Investigação e resposta política
“Depois de avaliar todas as provas disponíveis, foi registrado um FIR. Estamos atualmente realizando operações e em breve prenderemos os acusados”, afirmou.
Ele disse que uma equipe especial de investigação foi formada sob a liderança de um oficial com patente de Superintendente de Polícia. “Não importa quão alto seja o cargo, se alguém infringir a lei, a lei seguirá o seu curso e a acção seguir-se-á”, disse o SSP.
Quando questionado sobre quantas pessoas foram citadas no FIR, o SSP disse que de acordo com o vídeo disponível em domínio público, mais de 50-60 pessoas estavam presentes.
Seis a sete pessoas foram identificadas, disse ele, e o processo de identificação das restantes está em curso.
Quando questionado se Majithia liderava a multidão, o SSP respondeu que fazia parte de uma “assembléia ilegal”.
Reagindo à ação policial, o líder do SAD, Sukhbir Singh Badal, descreveu-a como uma vingança política. “Eles estão desapontados.
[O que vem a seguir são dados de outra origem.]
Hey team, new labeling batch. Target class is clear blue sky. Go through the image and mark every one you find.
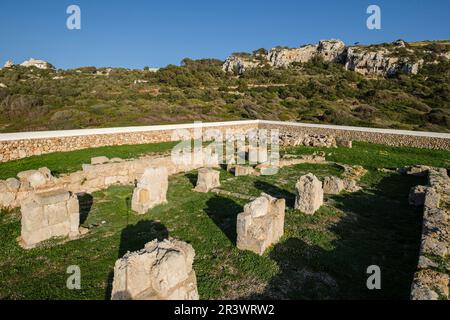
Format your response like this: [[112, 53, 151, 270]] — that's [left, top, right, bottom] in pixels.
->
[[0, 0, 450, 68]]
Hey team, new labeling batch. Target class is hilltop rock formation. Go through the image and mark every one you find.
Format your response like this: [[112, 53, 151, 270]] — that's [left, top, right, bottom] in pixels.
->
[[223, 39, 442, 76], [20, 58, 51, 69]]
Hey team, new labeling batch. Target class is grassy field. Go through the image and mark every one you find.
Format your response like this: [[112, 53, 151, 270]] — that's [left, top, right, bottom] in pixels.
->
[[0, 143, 450, 299]]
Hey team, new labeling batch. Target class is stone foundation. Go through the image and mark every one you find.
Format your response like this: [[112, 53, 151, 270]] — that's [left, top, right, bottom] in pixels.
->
[[410, 166, 450, 300], [236, 193, 286, 255], [295, 173, 323, 214], [111, 239, 199, 300], [194, 168, 220, 192], [20, 190, 80, 248]]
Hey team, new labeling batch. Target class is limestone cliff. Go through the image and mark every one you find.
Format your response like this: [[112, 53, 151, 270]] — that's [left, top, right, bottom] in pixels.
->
[[223, 39, 450, 76]]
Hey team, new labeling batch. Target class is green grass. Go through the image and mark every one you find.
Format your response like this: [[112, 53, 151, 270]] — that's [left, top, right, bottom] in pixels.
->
[[0, 143, 449, 299], [0, 142, 177, 179], [285, 141, 450, 169]]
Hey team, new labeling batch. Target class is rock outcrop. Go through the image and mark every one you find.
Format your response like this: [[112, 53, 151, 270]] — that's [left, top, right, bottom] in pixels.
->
[[20, 190, 80, 249], [223, 39, 442, 76], [111, 239, 199, 300], [345, 47, 424, 76], [20, 58, 52, 69], [236, 193, 286, 255], [295, 173, 323, 214]]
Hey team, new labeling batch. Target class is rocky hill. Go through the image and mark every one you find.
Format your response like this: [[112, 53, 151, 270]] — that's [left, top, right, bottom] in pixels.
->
[[223, 39, 450, 76], [0, 40, 450, 132]]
Esta é uma operação planejada pelo governo de Punjab”, disse ele.
Ele também disse que recentemente, o líder da AAP, Talbir Gill, resgatou à força um de seus trabalhadores da custódia policial sem quaisquer consequências. “Ainda assim, Vikram Majithia está sendo alvo de casos falsos”, acrescentou Badal.
A deputada de Bathinda e a irmã de Majithia, Harsimrat Kaur Badal, condenaram o governo da AAP pela ação policial.
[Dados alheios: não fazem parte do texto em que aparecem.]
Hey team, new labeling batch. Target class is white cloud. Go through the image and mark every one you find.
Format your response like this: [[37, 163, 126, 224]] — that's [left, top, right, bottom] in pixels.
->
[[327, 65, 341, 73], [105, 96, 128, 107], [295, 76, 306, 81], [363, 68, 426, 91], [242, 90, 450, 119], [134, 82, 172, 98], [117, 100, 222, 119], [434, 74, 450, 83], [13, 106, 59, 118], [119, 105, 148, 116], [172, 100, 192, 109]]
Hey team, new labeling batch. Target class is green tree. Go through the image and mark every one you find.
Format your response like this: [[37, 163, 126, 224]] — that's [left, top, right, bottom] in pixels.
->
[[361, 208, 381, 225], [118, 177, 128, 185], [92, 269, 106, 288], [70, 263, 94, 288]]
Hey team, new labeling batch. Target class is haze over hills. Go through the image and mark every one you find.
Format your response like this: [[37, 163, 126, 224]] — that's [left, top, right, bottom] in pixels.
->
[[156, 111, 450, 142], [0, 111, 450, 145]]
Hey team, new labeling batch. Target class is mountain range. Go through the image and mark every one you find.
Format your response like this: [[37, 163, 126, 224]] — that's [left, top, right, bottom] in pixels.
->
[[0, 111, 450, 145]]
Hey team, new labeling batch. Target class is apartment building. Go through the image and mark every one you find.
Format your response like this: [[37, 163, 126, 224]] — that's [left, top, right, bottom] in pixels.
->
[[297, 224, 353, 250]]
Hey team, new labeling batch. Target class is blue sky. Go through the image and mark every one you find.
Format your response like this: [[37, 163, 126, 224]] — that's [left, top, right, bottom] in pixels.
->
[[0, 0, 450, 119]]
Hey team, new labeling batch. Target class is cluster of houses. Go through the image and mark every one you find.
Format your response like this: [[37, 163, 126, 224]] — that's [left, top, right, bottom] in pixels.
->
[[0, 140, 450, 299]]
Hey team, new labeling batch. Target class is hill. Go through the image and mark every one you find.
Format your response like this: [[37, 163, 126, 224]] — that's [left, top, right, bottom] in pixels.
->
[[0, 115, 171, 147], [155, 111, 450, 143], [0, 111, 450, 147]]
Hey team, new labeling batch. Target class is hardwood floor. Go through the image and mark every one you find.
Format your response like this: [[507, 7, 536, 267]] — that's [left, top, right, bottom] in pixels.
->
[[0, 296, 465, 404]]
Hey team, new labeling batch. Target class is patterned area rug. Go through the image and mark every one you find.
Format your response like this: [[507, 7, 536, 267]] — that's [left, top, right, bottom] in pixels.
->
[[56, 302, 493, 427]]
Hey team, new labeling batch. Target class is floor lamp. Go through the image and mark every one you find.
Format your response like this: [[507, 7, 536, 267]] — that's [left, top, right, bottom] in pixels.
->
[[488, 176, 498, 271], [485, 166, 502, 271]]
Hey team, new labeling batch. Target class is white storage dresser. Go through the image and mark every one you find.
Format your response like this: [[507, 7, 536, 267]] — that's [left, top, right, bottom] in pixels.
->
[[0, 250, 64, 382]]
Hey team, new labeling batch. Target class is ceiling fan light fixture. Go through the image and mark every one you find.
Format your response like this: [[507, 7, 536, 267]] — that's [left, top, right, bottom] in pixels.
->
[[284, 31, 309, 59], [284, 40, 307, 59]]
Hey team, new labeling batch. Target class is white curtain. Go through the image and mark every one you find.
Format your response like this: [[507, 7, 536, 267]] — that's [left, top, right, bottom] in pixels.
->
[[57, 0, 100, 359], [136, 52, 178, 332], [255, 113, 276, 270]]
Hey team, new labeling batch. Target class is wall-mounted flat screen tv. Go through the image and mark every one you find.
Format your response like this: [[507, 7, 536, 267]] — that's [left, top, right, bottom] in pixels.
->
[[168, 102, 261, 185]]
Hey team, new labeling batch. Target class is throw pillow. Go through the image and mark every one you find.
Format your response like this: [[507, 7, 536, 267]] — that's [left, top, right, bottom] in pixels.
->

“A pessoa que feriu um dos nossos trabalhadores de Akali foi retirada de uma esquadra de polícia pelo responsável por Majithia, e nenhuma acção foi tomada contra ele. Mas no caso de detenção ilegal de alguém na residência do SHO sem um FIR, um FIR foi registado contra Majithia quando ele foi resgatado”, disse ele aos repórteres.
“Punjab inteiro está assistindo. Este CM está desesperado. Por que ele tem medo de Majithia? Por que a polícia está sendo maltratada? Vikram fez algo errado?” ele perguntou.
Desafios legais e reconvenções
O SAD recorreu ao Tribunal Superior de Punjab e Haryana contra a prisão de Jobanpreet.
O porta-voz do SAD, Arshdeep Singh Klar, disse que antes de prender alguém por um crime que acarreta uma pena de sete anos ou menos, a polícia deve emitir um aviso.
“Jobanpreet não recebeu tal notificação e só agora lhe deram motivos para prisão”, explicou.
O Tribunal Superior emitiu um aviso a esse respeito em 2 de junho.
“Se alguém é detido ilegalmente e resgatado por outros, não é um crime. Todo o incidente foi registado”, disse o Clar, acrescentando que não obteve uma cópia do FIR registado contra Majithia e outros.
Os líderes do SAD alegaram que Jobanpreet Singh, um trabalhador do partido e agente eleitoral, foi recolhido em sua casa na manhã de domingo e mantido nos aposentos do SHO local, em vez de na prisão da polícia em Amritsar.
Vikram Singh Majithia e seus apoiadores alegaram que Jobanpreet foi preso em um caso forjado de vingança política, já que ele era um agente eleitoral do SAD nas eleições cívicas recentemente realizadas.
Majithia e apoiantes confrontaram agentes da polícia no domingo; Eles disseram.